Remember Nostalgia?

Just thinking about nostalgia makes me nostalgic. That’s how big a sucker I am for this soppy stuff. Ever since my last two posts about grandmothers, I’ve been completely disabled by this hopeless emotion. I say hopeless because it’s a lose-lose proposition.
Think about happy times and it’s: ‘(Sigh) It’s just not the same anymore!’
Think about bad times and it’s: ‘(Sigh) If only that hadn’t happened!’

And yet nostalgia is wonderful.

One note of an obscure Kishore Kumar song takes me instantly to a day in Kodaikanal, where we had gone as a family during my school summer vacation. We were having breakfast and that song was playing in the background, when an English lady staying in the same hotel stopped by at our table and chatted with my dad. They shook hands. To a ten-year-old me that was blasphemy. I warned my six-year-old brother to be prepared to accept a new mom by the end of our stay there. It ruined our vacation. I still dislike that song and have never gone to Kodai after that, but I still love to think about it because it’s such a cute memory.

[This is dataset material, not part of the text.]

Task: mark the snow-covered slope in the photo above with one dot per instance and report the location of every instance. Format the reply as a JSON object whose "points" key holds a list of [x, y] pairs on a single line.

Similarly, the aroma of freshly brewed filter coffee always takes me to my tuition teacher’s home. After burdening me with enough sums that would take even the brightest boy 15 minutes to do, he would disappear into his kitchen for his evening snacks. He would return after 45 minutes (such faith!) with a tumbler full of steaming, aromatic coffee. As I continued to struggle with the sums, he would finish his coffee in five long, noisy sips, smacking his lips loudly at the end in appreciation of its taste. Perhaps, to let his wife in the kitchen know.
Even today, no matter how 5-star the ambiance, I can’t drink filter coffee without slurping or smacking my lips loudly at the end.

Another example. Whenever I see a Navy-blue & white colour combo, I get teleported to my school days in Kendriya Vidyalaya. Especially to the reopening day of a new academic year, when the heart was full of hopes and promises of starting afresh. That’s the only day the Navy-blue & white remained Navy-blue & white. Much like those hopes and promises.

Mostly, life seems full of such cues. But at times when life denies me such cues for months together, like a true nostalgia junkie, I look for my fix in old dusty albums.

Nostalgia is so well colour-coded in albums. Sepia toned snaps take me to my grandparents’ days. Black & white takes me to my early childhood. With colour come teens, long hair, facial hair and bell-bottoms. Starting with Indu 120mm, followed by Fuji 35mm. then Konica and later Kodak. With the arrival of digital prints, come wife and kids. Unfortunately, that’s around the time that Memory lane hits a dead-end. Paper albums end. And Album becomes a file on a CD.
Nostalgia is a temperamental emotion that has no patience for computers to boot and files to load.
This technological hitch is I think the reason why nostalgia is dying.
Someone put it nicely: Nostalgia is not what it used to be.
What will be the fate of nostalgia 20 years from now? Is this generation capable of being nostalgic? Coming to think of it, what of today is nostalgia-worthy?
PS-3? i-phone 4? Chetan Bhagat? Lady Gaga?
I’ll tell you why these will never be a part of tomorrow’s nostalgia.
There are 2 things that define nostalgia.
1. Attachments (To someone or something)
2. Experiences (Milestones in feelings or relationships)
The first needs to be long and strong, and the second needs to be few and precious.
On those counts today’s potential nostalgia-worthy lists fail. My guess is that today there are too many bigger-better experiences happening too quickly that there is hardly any time to dwell on them, get deeply impacted by them and get attached to them.
Look how we have already forgotten a brand called Nokia.

My head was full of these thoughts, when I sat down for dinner last night. I began to empty it on my kids. The second one slinked out on the pretext of finishing his pending homework. The first one sat through my sermon on nostalgia, bent over his plate, separating the green chillies from the green veggies with a finger that had overgrown nails. He had an expression throughout that would have given no one any clue of the gravity of my content.

‘Do you know that next week I’m going to meet all my school friends? It’s our memory of each other that made us search, reach out and get in touch with each other after 34 years. That’s the power of nostalgia! Now tell me, would you care to get in touch with your school friends after 20 years?’ I asked, demanding a response.
‘Guess not,’ he replied without looking up, still segregating the chillies and veggies with that overgrown finger nail.
‘All of them are already on Facebook.’

‘THOSE ARE NOT CHILLIES! THOSE ARE VEGGIES!’ I screamed, pushing all of it back into his To-Be-Eaten side.
He ate them. All of them.

You think last night’s dinner is what he will remember whenever he sees chillies from now on?